自称売文プロ(レタリアート)葦原骸吉(佐藤賢二)のブログ。過去の仕事の一部は「B級保存版」に再録。

ガソリンの臭いがする仕事

そんなわけで、PHP文庫『ゼロ戦の秘密 驚異の性能から伝説の名勝負まで』(asin:4569671845)発売。
零戦の初登場から、真珠湾攻撃ミッドウェイ海戦などを経て終戦までの活躍、零戦21型、32型、52型といった各モデルとライバル機の図解、開発秘話などを網羅。余談ながら、機体イラストを担当してくれた小池輝政氏は、元は本職のカーデザイナーです。
当方は、「はじめに」つまり前書きと、第4章「人物でたどる零戦」、第5章「零戦なんでも雑学」の項目を担当。
第4章では、零戦のエースパイロットだった坂井三郎、岩本徹三、杉田庄一らのほか、戦時中の海軍航空参謀だった源田実、零戦開発の中心人物だった堀越二郎らを紹介。
第5章では、零戦パイロットはどんなメシを喰っていたか、という話から、予科練の日常、飛行中にトイレはどうしたかという話やら航空隊員のお守りにまで言及……こういう本では、とかく戦場での戦闘や、メカとしての兵器の話ばかりになりがちな中、当時の航空隊員の「生活感」を説明することに注意しました。
今回は最後に「はじめに」の部分を自分が任されることになって、けっこう気合いを入れたヤツを書きました。この部分だけでもぜひ読んで欲しいんだけど、要点はこう。
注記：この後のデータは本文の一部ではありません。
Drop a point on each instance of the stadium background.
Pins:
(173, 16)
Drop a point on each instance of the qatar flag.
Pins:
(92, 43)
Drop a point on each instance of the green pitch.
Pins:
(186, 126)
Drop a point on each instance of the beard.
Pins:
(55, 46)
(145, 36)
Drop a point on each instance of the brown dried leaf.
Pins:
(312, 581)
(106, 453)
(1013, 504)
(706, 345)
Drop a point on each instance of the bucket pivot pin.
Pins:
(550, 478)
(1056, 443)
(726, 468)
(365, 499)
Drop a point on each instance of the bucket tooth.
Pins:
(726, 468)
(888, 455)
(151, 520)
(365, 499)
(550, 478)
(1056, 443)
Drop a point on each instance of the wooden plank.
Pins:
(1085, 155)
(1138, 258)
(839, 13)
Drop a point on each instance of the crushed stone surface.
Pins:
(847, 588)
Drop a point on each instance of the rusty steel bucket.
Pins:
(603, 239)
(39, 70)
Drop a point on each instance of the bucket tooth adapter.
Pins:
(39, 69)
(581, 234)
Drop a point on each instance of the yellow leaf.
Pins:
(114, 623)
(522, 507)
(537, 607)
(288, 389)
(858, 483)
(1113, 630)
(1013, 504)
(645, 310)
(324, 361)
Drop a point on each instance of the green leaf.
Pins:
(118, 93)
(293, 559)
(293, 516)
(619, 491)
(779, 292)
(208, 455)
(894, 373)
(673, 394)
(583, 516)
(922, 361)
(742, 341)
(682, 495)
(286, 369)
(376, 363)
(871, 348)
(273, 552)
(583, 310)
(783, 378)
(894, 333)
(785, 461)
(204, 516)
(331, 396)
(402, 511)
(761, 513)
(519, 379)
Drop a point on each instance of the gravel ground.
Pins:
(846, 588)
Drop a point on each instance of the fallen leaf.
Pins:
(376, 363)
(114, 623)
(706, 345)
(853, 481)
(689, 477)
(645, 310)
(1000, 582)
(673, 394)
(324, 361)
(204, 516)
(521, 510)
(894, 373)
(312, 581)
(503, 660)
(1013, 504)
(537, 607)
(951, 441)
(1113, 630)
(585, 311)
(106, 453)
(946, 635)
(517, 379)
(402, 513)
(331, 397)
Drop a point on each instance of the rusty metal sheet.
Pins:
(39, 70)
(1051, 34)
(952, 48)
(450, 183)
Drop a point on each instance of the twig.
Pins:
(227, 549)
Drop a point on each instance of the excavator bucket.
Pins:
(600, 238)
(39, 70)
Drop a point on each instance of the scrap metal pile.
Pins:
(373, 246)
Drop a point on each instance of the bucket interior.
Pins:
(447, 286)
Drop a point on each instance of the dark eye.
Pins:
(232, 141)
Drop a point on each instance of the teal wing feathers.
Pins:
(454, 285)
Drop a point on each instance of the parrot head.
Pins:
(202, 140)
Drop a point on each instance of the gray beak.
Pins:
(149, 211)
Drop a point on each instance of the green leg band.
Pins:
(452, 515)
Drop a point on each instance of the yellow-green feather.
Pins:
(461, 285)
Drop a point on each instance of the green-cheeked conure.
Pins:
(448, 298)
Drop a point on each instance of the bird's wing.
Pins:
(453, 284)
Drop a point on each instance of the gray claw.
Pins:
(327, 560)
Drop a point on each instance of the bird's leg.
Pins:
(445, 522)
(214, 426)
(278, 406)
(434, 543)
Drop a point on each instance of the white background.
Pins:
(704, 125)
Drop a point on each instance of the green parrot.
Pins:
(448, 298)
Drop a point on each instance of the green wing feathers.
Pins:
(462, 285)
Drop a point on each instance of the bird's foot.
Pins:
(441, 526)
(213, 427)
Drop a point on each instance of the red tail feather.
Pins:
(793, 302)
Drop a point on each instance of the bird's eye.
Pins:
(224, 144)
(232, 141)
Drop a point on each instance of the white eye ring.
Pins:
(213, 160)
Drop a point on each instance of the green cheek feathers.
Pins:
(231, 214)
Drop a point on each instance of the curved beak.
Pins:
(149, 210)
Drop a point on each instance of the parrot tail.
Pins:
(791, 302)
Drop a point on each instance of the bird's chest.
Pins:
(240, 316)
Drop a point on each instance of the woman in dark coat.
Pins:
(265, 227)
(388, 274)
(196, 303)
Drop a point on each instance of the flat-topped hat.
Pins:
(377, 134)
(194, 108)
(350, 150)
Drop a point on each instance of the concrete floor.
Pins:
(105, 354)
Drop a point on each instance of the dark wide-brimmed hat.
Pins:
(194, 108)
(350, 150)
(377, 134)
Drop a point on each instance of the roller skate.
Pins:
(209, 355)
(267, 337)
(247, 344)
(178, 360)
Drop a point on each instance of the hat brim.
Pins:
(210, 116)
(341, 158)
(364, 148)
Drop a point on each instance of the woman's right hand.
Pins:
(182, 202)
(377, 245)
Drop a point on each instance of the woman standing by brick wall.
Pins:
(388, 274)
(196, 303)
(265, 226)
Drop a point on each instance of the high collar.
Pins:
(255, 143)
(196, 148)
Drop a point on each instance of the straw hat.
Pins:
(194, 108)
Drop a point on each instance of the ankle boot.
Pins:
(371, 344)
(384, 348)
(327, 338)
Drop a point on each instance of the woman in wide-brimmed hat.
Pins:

  1. 戦前戦中、日本は今よりとにかく圧倒的にビンボーで何もなかった。
  2. 零戦はそのような中で生まれ、その経験が戦後の技術立国日本の基礎となった。
  3. そんな過去を忘れ、産業空洞化、金融破綻の今こそ当時の日本に目を向けろ。

零戦や新幹線など、戦前から高度経済成長期までの「重厚長大」産業が中心だった時代の産物が輝かしいのは、単にそれらを生み出したテクノロジーが優れていたからではない。
それらを生み出す過程の中に『昭和三十年代主義』(asin:434401491X)で強調されたような「技術」と「必要」で繋がる人間関係があり、それゆえ技術者や労働者や運用する人間の知恵や工夫、勇気や忍耐、信頼や自己犠牲のドラマが秘められているからだ。
ゼロ戦の秘密』と平行して同じく「重厚長大」産業の価値観を描く企画として、学研『機動警察パトレイバーザ・レイバー・インダストリー レイバー開発全史』(asin:4056050880)という本の仕事もした。
本書は「パトレイバー世界で実際に刊行されたレイバー産業史の本」という体裁で、詳細はこちらの畏友・中川大地氏(id:qyl01021)による紹介を参照されたい。
当方は、篠原重工、菱井インダストリー、シャフト・エンタープライズといった劇中の企業の解説(要するにもっともらしいウソ社史)などを担当。
アニメ『機動警察パトレイバー』は、1980年代末のバブル経済絶頂期、ゼネコン土建屋大繁盛の時代を反映した作品だった。しかし、その根底には、重厚長大なメカに携わる人間同士の地味ぃな努力と信頼関係のドラマがある。そのへんがうまく伝わる本になっていれば幸い。
もっとも、こういう「重厚長大」価値観復権論も、語るは易し、実践は大変なのだが……。